Atacante do Real Madrid admitiu que problemas na Justiça o abalaram, mas jurou inocência e disse estar se sentindo um "preso inocente"

Por da redação - Atualizado em 13 dez 2016, 11h49 - Publicado em 13 dez 2016, 11h45

Cristiano Ronaldo recebeu a quarta Bola de Ouro de sua carreira nesta segunda-feira, mas não está plenamente feliz. As recentes acusações de sonegação fiscal abalaram o atacante do Real Madrid, que jurou inocência e se disse injustiçado. “É claro que isso estragou um pouco. Eu estaria mentindo se dissesse que não. Não sou hipócrita”, afirmou Cristiano à revista de futebol France Football, que voltou a oferecer o prêmio de maneira independente da Fifa.

No início de dezembro, o diário El Mundo, que faz parte do consórcio de mídia Colaborações Investigativas Europeias e teve acesso a documentos do chamado ‘Football Leaks’, publicou que Cristiano Ronaldo e vários outros clientes da empresa de agenciamento de jogadores Gestifute usaram paraísos fiscais para sonegar dezenas de milhões de euros de rendimento.

Segundo a publicação, Cristiano sonegou cerca de 150 milhões de euros (536 milhões de reais pela cotação atual), em publicidade, utilizando três empresas nas Ilhas Virgens, um paraíso fiscal no Caribe. Com isso, o atacante do Real Madrid se juntou a vários rivais do Barcelona, como Neymar e Lionel Messi, que enfrentam problemas com a Justiça.

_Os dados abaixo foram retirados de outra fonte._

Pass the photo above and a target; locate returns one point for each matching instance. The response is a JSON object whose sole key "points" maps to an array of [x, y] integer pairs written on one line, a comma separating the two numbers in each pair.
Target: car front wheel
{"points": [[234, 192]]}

“Me machuca porque sempre tratamos de fazer bem as coisas. Há pessoas inocentes na prisão e eu me sinto assim. A verdade, cedo ou tarde, aparecerá”, afirmou Cristiano. “Não fiquei contente. O processo todo em si mesmo é difícil, e não somente para mim, mas também para as pessoas ao meu lado: minha família, meu filho, todos aqueles que trabalham comigo”.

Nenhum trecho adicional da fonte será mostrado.